Jo and Euijoo were also at the table, but when Fuma looked around before answering, they were in a lively discussion about onigiri. “I’m okay. I normally sleep like this,” Fuma responded.
“Only half of you was even on the mattress this morning,” Kei scoffed and lowered his chopsticks. From the corner of his eye, he could see Euijoo glance over.
“Only my leg was on the floor,” Fuma muttered, and Kei saw Euijoo grin the way he did when he knew he was winning an argument.
“Which is normal?”, Kei glared at him and Fuma remained silent. “You use one half of the bed. Alright?”
Fuma nodded curtly and lay on his back that night, still too close to the edge for Kei’s liking but better than before.
One morning, Kei woke up rested and content, hugging his blanket as usual. He froze. His blanket was firmer than usual and certainly warmer than usual.
His eyes flew open. He was clinging to Fuma’s arm. Fuma gave him a tiny smile when they met eyes and Kei almost rolled out of bed backwards in his haste to retreat. He was only thankful that he hadn’t tucked Fuma’s arm between his thighs like he would with his blanket.
“I’m so sorry,” he blurted out and Fuma huffed a laugh. “It’s okay,” he murmured softly in his low voice. He didn’t look bothered, but Kei knew this couldn’t happen again. He had liked the feeling too much.
Still, he had to make sure. “You’re not going to go back to your corner, right?”
Now Fuma was actually giggling. “I won’t,” he confirmed.
“It won’t happen again,” Kei affirmed once more.
Fuma just nodded with the same tiny smile and said nothing.
Kei didn’t even feel bad whining to Euijoo and Nicholas. Taki and he had braved through two months of tense silence with them, after Nicholas’ 19th birthday, when he’d started wearing hoodies in summer and only showered alone. Euijoo had drawn back into himself, more anxious for his own birthday every day.

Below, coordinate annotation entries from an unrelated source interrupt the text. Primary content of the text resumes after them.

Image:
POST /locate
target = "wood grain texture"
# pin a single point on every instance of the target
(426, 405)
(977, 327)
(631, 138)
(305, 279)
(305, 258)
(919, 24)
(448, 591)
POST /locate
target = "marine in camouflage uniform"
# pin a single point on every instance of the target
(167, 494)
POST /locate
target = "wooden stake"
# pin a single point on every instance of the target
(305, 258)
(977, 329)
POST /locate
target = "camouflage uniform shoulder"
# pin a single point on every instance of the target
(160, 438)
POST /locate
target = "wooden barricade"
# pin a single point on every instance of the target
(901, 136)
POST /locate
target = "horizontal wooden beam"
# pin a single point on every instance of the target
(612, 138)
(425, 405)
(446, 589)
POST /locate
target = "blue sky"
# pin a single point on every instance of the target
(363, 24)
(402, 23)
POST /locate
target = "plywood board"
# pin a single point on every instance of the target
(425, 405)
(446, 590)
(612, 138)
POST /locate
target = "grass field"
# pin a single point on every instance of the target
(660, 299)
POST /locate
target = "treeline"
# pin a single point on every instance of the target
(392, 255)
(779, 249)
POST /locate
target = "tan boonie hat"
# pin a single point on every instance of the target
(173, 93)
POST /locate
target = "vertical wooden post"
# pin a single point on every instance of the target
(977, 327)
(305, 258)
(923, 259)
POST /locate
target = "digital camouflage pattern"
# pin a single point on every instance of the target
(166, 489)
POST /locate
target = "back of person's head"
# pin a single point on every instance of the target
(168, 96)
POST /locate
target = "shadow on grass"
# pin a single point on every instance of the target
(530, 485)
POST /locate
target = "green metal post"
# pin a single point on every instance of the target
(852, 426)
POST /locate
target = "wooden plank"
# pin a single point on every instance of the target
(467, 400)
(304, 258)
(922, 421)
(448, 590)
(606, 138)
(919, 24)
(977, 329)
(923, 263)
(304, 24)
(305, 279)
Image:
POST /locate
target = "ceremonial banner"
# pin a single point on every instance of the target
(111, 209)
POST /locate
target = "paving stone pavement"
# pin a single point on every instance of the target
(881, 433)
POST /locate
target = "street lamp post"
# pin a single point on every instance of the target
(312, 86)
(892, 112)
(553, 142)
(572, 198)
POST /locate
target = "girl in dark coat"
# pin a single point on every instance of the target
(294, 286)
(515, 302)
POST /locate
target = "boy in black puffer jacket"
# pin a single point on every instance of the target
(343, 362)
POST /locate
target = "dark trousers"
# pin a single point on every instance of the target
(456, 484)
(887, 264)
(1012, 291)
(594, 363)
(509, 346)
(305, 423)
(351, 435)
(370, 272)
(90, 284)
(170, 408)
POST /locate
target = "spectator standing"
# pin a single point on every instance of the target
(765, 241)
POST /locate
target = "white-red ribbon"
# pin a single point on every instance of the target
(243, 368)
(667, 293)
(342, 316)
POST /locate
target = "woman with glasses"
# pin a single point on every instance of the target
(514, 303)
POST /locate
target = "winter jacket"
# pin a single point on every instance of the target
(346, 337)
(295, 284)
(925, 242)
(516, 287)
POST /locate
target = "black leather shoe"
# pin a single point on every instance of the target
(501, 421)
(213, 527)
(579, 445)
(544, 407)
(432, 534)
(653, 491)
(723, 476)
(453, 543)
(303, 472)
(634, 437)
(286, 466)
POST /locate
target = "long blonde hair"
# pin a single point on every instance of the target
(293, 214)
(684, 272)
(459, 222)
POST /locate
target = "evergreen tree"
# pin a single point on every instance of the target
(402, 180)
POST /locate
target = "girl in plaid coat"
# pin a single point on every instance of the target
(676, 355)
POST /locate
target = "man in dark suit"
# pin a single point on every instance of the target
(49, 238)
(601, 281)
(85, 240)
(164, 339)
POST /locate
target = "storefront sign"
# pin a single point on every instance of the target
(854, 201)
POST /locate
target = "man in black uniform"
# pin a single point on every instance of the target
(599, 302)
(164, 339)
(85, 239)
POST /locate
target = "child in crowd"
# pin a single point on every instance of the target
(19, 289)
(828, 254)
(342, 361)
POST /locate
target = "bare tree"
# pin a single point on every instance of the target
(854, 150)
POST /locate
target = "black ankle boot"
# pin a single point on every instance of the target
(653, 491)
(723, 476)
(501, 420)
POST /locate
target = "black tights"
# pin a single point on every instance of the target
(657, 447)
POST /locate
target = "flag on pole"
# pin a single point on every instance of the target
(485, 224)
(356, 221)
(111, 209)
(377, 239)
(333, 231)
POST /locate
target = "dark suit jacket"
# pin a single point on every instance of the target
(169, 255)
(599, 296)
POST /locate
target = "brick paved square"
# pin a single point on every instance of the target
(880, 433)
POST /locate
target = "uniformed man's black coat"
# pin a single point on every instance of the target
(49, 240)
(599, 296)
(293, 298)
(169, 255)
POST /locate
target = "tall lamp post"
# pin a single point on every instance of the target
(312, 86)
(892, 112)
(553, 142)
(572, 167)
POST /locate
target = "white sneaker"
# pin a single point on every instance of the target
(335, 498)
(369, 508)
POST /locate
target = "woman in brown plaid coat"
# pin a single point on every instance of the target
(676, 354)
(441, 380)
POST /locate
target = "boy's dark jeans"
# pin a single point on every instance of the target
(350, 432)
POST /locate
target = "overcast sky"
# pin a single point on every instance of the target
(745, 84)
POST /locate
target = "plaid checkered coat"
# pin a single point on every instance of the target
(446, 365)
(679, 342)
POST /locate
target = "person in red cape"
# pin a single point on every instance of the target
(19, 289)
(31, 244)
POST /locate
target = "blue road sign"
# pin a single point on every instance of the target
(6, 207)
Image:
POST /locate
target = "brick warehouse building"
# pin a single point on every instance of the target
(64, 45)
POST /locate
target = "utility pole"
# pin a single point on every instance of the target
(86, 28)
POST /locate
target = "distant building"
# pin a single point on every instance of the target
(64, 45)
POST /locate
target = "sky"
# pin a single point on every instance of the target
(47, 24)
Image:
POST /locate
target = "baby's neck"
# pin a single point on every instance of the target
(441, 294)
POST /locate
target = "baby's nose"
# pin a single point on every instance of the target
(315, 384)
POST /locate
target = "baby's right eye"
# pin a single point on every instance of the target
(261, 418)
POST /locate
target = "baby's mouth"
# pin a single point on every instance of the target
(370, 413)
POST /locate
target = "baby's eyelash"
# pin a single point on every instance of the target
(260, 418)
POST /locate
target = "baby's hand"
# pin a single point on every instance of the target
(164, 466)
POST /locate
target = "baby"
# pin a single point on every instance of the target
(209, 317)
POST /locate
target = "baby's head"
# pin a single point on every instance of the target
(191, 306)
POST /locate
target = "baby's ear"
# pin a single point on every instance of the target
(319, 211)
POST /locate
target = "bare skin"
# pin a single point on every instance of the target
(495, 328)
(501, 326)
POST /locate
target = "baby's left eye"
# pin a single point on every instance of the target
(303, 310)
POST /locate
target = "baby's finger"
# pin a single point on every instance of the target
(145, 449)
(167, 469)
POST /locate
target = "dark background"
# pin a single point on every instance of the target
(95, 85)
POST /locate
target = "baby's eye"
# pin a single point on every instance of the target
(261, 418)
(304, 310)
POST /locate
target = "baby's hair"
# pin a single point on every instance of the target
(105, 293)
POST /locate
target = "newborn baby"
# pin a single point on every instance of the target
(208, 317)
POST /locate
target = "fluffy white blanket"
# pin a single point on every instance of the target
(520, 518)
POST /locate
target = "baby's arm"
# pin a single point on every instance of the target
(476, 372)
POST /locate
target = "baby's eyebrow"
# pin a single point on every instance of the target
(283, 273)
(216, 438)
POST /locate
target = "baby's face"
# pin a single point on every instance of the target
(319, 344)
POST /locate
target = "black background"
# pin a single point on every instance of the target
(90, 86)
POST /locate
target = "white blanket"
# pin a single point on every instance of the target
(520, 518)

But the clock had struck midnight eventually, and Nicholas had sat on his bed with a stony expression. He’d reached for Euijoo’s shirt. Euijoo rolled on his side, throwing an arm over his glassy eyes.
Cold fingers touched the dip of his waist and Euijoo held his breath. Nothing for the longest ten seconds of his life. Then he could hear Nicholas sniffle and looked back over his shoulder with a devastated expression.
But there Nicholas was, wiping at his eyes furiously, staring directly at Euijoo’s naked waist. He was smiling.
Euijoo had grabbed his wrist, twisting to get a look. I think you are connected to me. Korean written like Chinese characters. A grammar mistake. Nicholas had been trying to say mine. His bluetooth speaker, connected to Euijoo’s phone.
Kei and Taki had startled when they heard a crash in the room next to them. They met eyes and hurried over, only to find Euijoo wrestling a laughing Nicholas out of his shirt on the floor.
“What are you doing?”, Kei had hissed and quickly closed the door so their temporary manager in the living room wouldn’t wake up.
Euijoo pulled and pushed at Nicholas until he could see the space between his shoulder blades, the spot he’d touched in their awkward half-hug after exchanging greetings for the sixth time of about fifteen.
Is it you? In blocky Korean. Sort of incoherent only because of Euijoo’s nerves, facing the fierce eyes of the trainee he’d been kind of trying to avoid for months.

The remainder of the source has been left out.